Prazo para solicitar assentos

Já aprovado na Comissão de Direitos Humanos (CDH) na forma de um substitutivo do relator, senador Romário (Podemos – RJ), o texto explicitou que os veículos de transporte coletivo terrestre, aquaviário e aéreo, ou de qualquer outro modal, deverão reservar assentos gratuitos para pessoas com deficiência de baixa renda.

Também ficou explícito que, no caso do transporte rodoviário, a gratuidade definida no artigo 46-A da Lei Brasileira de Inclusão (Lei 13.146, de 2015) abrange as categorias convencional, econômica, leito, semi-leito e executiva ou outras de igual natureza que venham a ser estabelecidas.

Caso os assentos fiquem ociosos até 48 horas antes da partida do veículo, eles poderão ser revendidos pelas empresas aos demais usuários.

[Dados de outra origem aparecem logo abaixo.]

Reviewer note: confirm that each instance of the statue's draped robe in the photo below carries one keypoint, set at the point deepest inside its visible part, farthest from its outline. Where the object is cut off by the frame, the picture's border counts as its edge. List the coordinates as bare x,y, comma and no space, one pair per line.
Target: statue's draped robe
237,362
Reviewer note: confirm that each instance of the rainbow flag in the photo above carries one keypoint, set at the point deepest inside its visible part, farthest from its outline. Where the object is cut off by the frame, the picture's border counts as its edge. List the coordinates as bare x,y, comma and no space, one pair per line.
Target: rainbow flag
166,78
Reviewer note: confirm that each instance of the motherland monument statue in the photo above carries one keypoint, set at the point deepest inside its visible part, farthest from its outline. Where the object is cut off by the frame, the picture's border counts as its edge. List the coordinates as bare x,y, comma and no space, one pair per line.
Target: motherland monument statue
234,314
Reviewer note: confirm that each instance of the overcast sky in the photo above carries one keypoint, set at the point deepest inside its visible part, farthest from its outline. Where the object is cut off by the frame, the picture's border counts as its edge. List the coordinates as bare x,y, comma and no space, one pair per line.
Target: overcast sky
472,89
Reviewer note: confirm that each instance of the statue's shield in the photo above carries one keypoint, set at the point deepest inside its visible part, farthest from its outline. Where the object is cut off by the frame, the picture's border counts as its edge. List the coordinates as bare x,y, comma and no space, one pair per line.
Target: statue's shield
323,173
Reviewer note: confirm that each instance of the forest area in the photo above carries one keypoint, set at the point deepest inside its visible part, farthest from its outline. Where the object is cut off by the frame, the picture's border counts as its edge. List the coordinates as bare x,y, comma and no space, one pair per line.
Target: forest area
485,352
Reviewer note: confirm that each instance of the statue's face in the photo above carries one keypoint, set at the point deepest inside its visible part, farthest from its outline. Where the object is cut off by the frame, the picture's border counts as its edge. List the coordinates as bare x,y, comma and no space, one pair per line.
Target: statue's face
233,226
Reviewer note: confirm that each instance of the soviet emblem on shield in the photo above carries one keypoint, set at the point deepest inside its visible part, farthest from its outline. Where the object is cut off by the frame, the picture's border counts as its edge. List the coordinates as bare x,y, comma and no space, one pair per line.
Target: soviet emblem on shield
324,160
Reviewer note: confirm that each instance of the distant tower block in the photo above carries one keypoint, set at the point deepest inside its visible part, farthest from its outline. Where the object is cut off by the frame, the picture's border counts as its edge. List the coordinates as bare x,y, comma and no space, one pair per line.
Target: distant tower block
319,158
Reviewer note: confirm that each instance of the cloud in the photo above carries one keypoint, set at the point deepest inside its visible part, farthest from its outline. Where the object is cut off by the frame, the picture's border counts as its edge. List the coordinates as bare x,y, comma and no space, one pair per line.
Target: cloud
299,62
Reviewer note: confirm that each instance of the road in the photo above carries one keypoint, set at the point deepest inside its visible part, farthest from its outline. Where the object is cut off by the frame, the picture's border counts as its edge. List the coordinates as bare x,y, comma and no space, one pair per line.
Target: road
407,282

Impacto financeiro do Projeto de Lei

Na CAE, o texto analisado será um substitutivo apresentado pelo senador Acir Gurgacz (PDT-RO), segundo o qual foram corrigidas “pequenas falhas de técnica legislativa”. Afinal, foi necessário considerar as restrições impostas pela Constituição e “a necessidade de evitar retrocessos sociais”. Na sua avaliação, a extensão do benefício do passe livre para todos os modos e serviços de transporte trará “impacto financeiro considerável”. No caso dos ônibus, em que a gratuidade tradicionalmente foi financiada pelo encarecimento das tarifas, “houve uma grande alteração do modelo econômico”.

Subsídio ao passe livre

Em relação ao transporte aéreo, Gurgacz também discorda do prazo de apenas dois dias para a venda do bilhete não utilizado. Além disso, ressalta que, assim como nos ônibus, o regime vigente é o de liberdade de preços, impedindo o financiamento pelo aumento de tarifas.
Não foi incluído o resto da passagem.